Sunday, April 17, 2016

 I was thinking about my past...my childhood, my first marriage. I was married young, 18 years old to be exact, to Steven Callahan. I had my first born, my son, Daniel at 19 years young. My daughter, Samantha, came 4 years later. People that knew us then, were pretty sure we wouldn't make it, our marriage, I mean. But we were married 19 years before Steven was killed in a horrible accident. an event that changed the course of my life. I cannot describe to you what it felt like to be widowed at such a young age. Just losing someone is difficult enough, but to wake up one morning, go through your day as you alway have, and in a blink of an eye, it all changed. I won't go into details, but I look back at that part of my life and if you'd of asked me 17 years ago, if I could of survived such an ordeal, knowing all that I know now, I would of said, "NO way." But I did. You want to know how? Faith, love of family and friends. Oh but the ordeals we went through as a family. Its indescribable.

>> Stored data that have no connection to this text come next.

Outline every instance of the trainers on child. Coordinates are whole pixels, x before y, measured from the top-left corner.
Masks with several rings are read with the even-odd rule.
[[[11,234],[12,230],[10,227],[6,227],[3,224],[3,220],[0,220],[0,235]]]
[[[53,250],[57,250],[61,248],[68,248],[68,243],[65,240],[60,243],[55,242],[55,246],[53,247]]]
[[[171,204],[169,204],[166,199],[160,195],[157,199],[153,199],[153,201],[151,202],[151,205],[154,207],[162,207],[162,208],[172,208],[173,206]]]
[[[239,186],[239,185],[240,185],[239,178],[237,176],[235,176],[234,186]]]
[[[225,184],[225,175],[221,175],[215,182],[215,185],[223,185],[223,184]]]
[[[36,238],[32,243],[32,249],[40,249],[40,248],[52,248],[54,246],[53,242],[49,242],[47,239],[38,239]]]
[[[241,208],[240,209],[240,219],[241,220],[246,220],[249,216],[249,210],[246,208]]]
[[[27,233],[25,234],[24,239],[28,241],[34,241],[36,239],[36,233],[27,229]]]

If I can help ANY widow or widower that goes through this at such a young age, I would say first and foremost- think of your child or children FIRST.  I know, easy advice, obviously-right? But its so easy to say, unless you experience it there is no easy way to say how you think all is going to just "right" itself with time. It doesn't, its a struggle, its painful, but you can get through. I am ashamed to admit it, but I tried to buy happiness. Yes, its reality, I know I did it. My mother, God rest her soul, said it was my youth, not knowing how to handle all the pressures, the finances. But still, what a mistake. I would change so much if I could go back... of course, it not happening in the first place. I just want people to know, its important! Your kids happiness FIRST. Their future-FIRST.